Sarah Kate Ellis, president of GLAAD, a gay rights group that monitors depictions of gay characters in culture, said the musical would inevitably face scrutiny.
“The family has become symbolic of a much larger and somewhat dangerous problem of what we’re seeing in America - this issue of homophobia being masked as a religious value,” she said.
Both David and the musical’s director, Jeff Calhoun (“Newsies”), said they were offended by Phil Robertson’s remarks, but they were already involved with the project by then, and decided to deal with the remarks by addressing them in the musical. (Morris said this was still being figured out.)
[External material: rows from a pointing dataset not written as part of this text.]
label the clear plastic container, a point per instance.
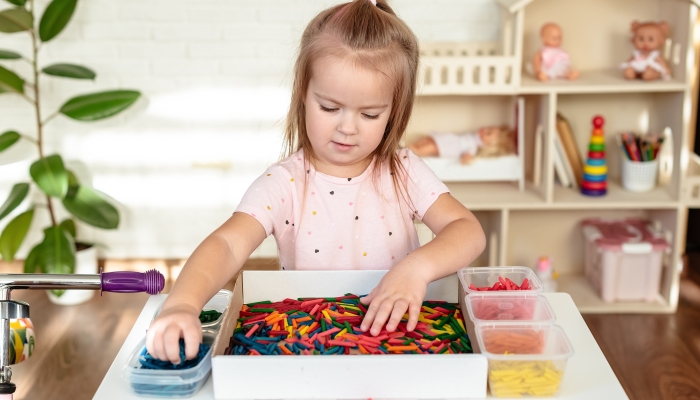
(488, 276)
(219, 302)
(167, 383)
(509, 307)
(524, 359)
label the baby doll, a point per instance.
(646, 62)
(492, 141)
(551, 62)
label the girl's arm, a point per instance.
(213, 263)
(459, 240)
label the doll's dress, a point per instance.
(453, 145)
(640, 63)
(555, 62)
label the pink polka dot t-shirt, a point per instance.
(341, 223)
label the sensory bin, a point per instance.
(325, 326)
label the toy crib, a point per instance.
(476, 67)
(510, 168)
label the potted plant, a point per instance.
(56, 253)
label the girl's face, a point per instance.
(347, 109)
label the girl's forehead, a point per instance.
(343, 80)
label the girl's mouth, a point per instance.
(342, 147)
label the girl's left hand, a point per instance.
(402, 288)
Calhoun is gay and was married three years ago to his longtime partner. He said that his husband’s family members, who are from Florida and Texas, are “very much from this world” of the Robertsons, and that he made peace a long time ago with their differing outlooks.
“We’ve agreed to disagree on some things, but we’re family and we love and respect each other,” Calhoun said. “I like to think that this musical could bridge some gaps, too.